Unlike many other flies, BSF adults do not go into houses, they do not have functional mouth parts, they do not eat waste, they do not come into contact with waste, they do not regurgitate on human food, and consequently, they are not associated in any way with the transmission of disease. They do not bite, bother or pester humans in any way.

bsf colony

The basic bioconversion numbers associated with this process are quite incredible, and they are backed up and confirmed by many decades of intensive research in America, Australia and Asia. Each day BSF larvae can digest over 15 kilograms of putrescent waste per square meter of feeding surface area (3 lbs/ft2). In the case of putrescent waste of a low cellulosic content, we also witness a reduction in weight and volume that reaches as high as 95%, and under normal conditions, all of this takes place within a period of less than 24 hours. Finally, in the case of rich substrates such as food waste or pig waste, we see that 20% by weight of the fresh waste bio-converts into fresh larvae.

Thousands upon thousands of active larvae can be found in a putrescent waste disposal unit, and in contrast to red worms, these larvae have the ability to eat and digest just about any type of fresh putrescent waste, including meat and dairy products. The moment the waste is deposited into the unit, the larvae begin to eat it long before it begins to rot and smell. But the larvae, nonetheless, do give off a distinctive odor (not offensive to humans) that drives away houseflies and all other flies that are a pest to humans.

After reaching maturity BSF larvae will crawl long distances in search of an ideal pupation site. Prepupal migration initially appears to be a random search for a way out of the waste. If a ramp of an upward inclination lies at the edge of the waste, the larvae will make every effort to climb up this ramp. If, at the summit of the ramp, an exit hole is provided, the larvae will fall neatly and cleanly right into a collection bucket.

Note that BSF larvae are totally self-harvesting. They abandon the waste only when they have reached their final mature prepupal stage, and they crawl out of the waste and into a collection bucket without any mechanical or human intervention.

BioPod

BSF bioconversion units (called biopods) are now being manufactured in a medium density polyethylene that lasts indefinitely. A nominal 2-foot diameter biopod (depicted above), weighing only 14 lbs (6.4 kg), can process over a metric ton of putrescent waste per year.
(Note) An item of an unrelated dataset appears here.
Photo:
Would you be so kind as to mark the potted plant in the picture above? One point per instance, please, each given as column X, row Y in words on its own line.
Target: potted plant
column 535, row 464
A nominal 4-foot diameter biopod, weighing about 40 lbs (18 kg), can process well over five metric tons of putrescent waste per year.

Therefore, why should we go on collecting and land-filling food waste? Why should we allow manure to accumulate on farms in unmanageable proportions? Why do we compromise the health of birds and animals by raising them in close proximity to their waste? Why do we go on pumping these creatures with antibiotics? Why do we eat the flesh of birds and animals grown under such wretched conditions?
All of this becomes even more nonsensical when we consider the value of BSF larvae. BSF larvae have a dry matter content of almost 50%, and this dry matter is incredibly rich in nutrients. It has a protein content of 42% and a fat content of 34%. It has roughly the same value as Menhaden fish meal valued at over $1,200 US dollars per ton.
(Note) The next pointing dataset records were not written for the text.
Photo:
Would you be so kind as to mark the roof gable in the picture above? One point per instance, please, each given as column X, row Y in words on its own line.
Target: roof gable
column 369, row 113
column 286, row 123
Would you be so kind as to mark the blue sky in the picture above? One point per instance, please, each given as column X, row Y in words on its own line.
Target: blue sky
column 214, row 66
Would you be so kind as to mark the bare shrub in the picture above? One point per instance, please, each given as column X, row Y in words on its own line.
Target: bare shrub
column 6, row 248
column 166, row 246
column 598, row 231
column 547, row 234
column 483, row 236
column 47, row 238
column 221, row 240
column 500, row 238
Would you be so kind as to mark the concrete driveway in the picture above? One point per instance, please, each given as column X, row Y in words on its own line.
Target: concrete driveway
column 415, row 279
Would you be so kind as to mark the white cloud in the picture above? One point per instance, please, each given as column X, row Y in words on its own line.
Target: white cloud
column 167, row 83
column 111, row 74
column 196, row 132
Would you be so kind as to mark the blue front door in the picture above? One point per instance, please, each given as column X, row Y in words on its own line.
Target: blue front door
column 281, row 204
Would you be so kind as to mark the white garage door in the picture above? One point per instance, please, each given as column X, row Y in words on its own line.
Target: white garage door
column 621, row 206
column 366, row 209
Of course BSF larvae emit a small amount of CO2 as they eat and digest putrescent waste, but such an amount of CO2 is negligible relative to what happens when putrescent waste is dumped in landfills or accumulates in lagoons. BSF larvae begin eating putrescent waste the minute it is made available to them, long before anaerobic or even aerobic bacteria have an opportunity to degrade it.

Not only do BSF larvae prevent anaerobic bacteria from transforming waste into methane, but they also prevent the huge release of CO2 that mesophilic or thermophilic bacteria would generate if the waste were composted. Furthermore BSF bioconversion generates far less CO2 than even vermi-composting seen as an isolated process, since red worms do not eat fresh putrescent waste but depend upon bacteria to do an initial breakdown of waste. This initial degradation of waste by bacteria releases large amounts of CO2 into the environment and consequently is far from ideal.
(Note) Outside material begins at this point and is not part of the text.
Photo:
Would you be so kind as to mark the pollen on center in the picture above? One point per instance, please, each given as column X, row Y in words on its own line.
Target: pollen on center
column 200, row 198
However when larval bioconversion precedes vermi-composting, nothing could be more efficient. The larvae capture nutrients long before bacteria have had a chance to degrade them, and the non-putrescent BSF residue constitutes an ideal substrate for red worms. Recent studies in Asia indicate that BSF residue allows red worms to grow three to five times faster than when fed fresh putrescent waste. Not only do the proteins and fats made available in the larvae and red worms rival in quality those of the finest fish meal, but they also represent the most efficient extraction and conservation of nutrients and energy to be found anywhere within the natural world.

By allowing BSF larvae and red worms to extract proteins and fats from our waste, we do not have to turn to our oceans and farmlands to obtain these nutrients. When we consider the enormous energy expended in fishing and agriculture, the utilization of these lower life forms becomes an irresistible option to anyone seriously concerned about reducing carbon emissions.

But the story does not end here. When red worm castings are made available to a plant as fertilizer, the plant will require far less nitrogen derived from fossil fuels and far less phosphorous extracted from phosphorous-bearing rocks (an energy intensive process). Most nitrogen fertilizers are derived from natural gas, and world reserves of phosphorous are rapidly dwindling and increasingly contaminated with pollutants such as cadmium.

We talk a lot about sustainability, but we will never relate to nature in a sustainable manner until we give back to nature in a closed loop all of the nutrients that she needs to sustain us. Capturing all of the nutrients in our waste and making these nutrients available to the life processes that support us is surely our first and most important obligation as citizens of plant Earth.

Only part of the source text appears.